Prolog

1.6K 115 20
                                    

Emily

Drogi pamiętniku,
minęło tak wiele dni, tygodni, miesięcy a ja za każdym razem szczypię się, by mieć pewność, że to nie był sen. Że byłam tutaj, żyłam. Że miałam obok siebie Antonia, rodziców, Bellę oraz Flavia. I że za kilka tygodni miałam zostać matką.
Pamiętam, jakby to było wczoraj. Dr. Brown podając nowy lek, chciał podnieść mnie na duchu i z wielką radością oraz swoim wybitnym poczuciem humoru, wyznał mi, że zostanę matką. Nie chciałam mu uwierzyć, bo wyrok, który usłyszałam kilka miesięcy temu był dla mnie jasny.

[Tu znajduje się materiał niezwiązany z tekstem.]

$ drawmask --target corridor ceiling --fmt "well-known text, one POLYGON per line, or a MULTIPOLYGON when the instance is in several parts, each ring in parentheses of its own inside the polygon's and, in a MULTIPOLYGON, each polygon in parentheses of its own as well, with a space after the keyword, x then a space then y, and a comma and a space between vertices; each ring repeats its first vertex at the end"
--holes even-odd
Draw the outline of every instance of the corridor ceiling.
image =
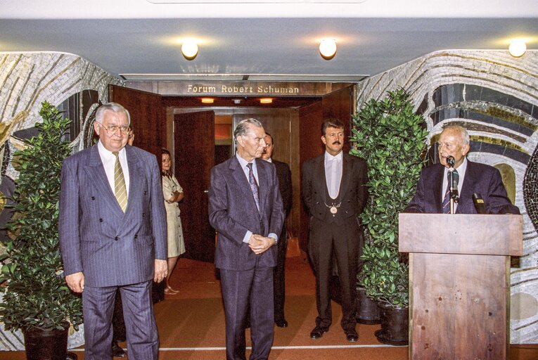
POLYGON ((354 81, 437 50, 538 49, 537 0, 1 0, 0 51, 61 51, 126 79, 354 81), (180 48, 195 38, 198 56, 180 48), (318 44, 336 40, 333 60, 318 44))

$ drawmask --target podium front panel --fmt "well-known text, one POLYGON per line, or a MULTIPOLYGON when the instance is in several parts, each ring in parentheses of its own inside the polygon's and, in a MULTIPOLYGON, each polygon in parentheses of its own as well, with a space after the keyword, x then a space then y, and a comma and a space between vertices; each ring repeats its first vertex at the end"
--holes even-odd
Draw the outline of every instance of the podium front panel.
POLYGON ((409 255, 410 359, 507 359, 509 259, 409 255))
POLYGON ((400 214, 401 252, 520 256, 521 215, 400 214))

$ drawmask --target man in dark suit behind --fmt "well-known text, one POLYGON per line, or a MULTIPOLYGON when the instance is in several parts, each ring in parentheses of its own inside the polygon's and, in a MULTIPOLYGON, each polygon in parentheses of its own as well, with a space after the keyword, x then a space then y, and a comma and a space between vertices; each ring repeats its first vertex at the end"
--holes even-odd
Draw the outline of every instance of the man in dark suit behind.
MULTIPOLYGON (((274 164, 276 167, 276 177, 278 178, 278 188, 282 196, 282 203, 284 206, 286 217, 290 214, 292 205, 292 184, 291 172, 290 167, 286 162, 271 158, 274 141, 273 136, 265 132, 265 143, 267 146, 262 155, 262 158, 274 164)), ((288 321, 284 316, 284 300, 286 300, 286 221, 282 226, 282 232, 278 238, 277 245, 276 266, 273 273, 273 287, 274 290, 274 323, 279 328, 287 328, 288 321)))
POLYGON ((342 328, 348 341, 359 339, 355 326, 357 262, 363 243, 359 216, 366 203, 366 162, 345 154, 344 125, 321 125, 325 153, 302 165, 302 197, 310 215, 308 253, 316 275, 318 316, 310 338, 317 339, 332 323, 329 279, 333 258, 340 278, 342 328))
POLYGON ((245 359, 245 328, 250 307, 250 360, 267 359, 273 343, 273 268, 284 221, 275 167, 260 158, 265 132, 255 119, 233 131, 237 153, 211 170, 210 224, 218 232, 228 360, 245 359))
MULTIPOLYGON (((442 213, 445 189, 448 186, 449 156, 454 159, 458 173, 459 202, 456 214, 476 214, 473 194, 482 195, 487 214, 519 214, 519 209, 510 202, 499 170, 494 167, 469 161, 466 155, 470 149, 469 134, 458 125, 445 127, 437 143, 440 164, 423 169, 416 193, 404 212, 442 213)), ((447 209, 447 207, 444 207, 447 209)))
POLYGON ((122 105, 101 105, 94 124, 99 141, 62 167, 60 247, 65 281, 82 293, 87 360, 113 357, 117 289, 129 358, 158 355, 151 286, 167 274, 166 214, 157 160, 126 146, 129 125, 122 105))

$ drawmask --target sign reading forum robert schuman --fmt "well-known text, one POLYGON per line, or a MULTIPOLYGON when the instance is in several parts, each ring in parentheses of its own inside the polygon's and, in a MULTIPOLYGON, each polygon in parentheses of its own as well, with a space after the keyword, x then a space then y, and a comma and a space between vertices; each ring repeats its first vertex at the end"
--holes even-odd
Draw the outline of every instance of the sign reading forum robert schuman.
POLYGON ((159 82, 158 89, 161 95, 198 96, 320 96, 328 93, 324 82, 159 82))

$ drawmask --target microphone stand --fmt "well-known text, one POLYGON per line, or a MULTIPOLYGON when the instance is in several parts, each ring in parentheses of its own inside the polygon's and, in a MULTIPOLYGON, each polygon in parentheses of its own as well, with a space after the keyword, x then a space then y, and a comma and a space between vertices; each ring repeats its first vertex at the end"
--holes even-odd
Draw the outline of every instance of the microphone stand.
POLYGON ((449 173, 448 173, 448 181, 449 181, 449 186, 450 188, 450 214, 454 213, 454 204, 458 203, 458 200, 459 200, 457 195, 457 188, 456 188, 456 191, 454 191, 454 189, 453 188, 454 186, 454 167, 450 167, 449 168, 449 173))

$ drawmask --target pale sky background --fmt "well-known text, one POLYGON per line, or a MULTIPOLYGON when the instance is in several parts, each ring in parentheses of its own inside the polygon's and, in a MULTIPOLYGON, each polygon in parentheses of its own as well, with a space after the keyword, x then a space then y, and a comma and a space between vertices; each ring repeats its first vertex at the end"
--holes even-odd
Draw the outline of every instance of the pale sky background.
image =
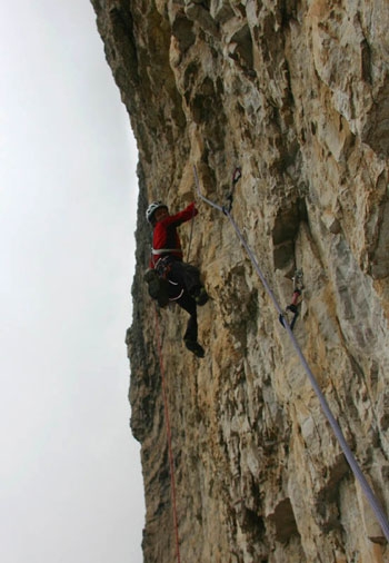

Jednakże kiedy na pierwszym USG usłyszałam razem z Antoniem bicie serca tej kruszynki... tego nie byłam w stanie opisać słowami. Radość, szczęście, a zarazem obawa sprawiły, że zapragnęłam walczyć z chorobą. Wygrałam. Drugi raz pokonałam białaczkę. Nigdy nie czułam się silniejsza, twardsza, a przede wszystkim w tamtym momencie zapragnęłam chronić dziecko, by w przyszłości nie musiało mierzyć się z tym co ja.

Emily, co ty tak długo tutaj siedzisz sama? – zapytała Bella, siadając obok mnie na tarasie.

– Piszę – odparłam, pokazując jej swój pamiętnik.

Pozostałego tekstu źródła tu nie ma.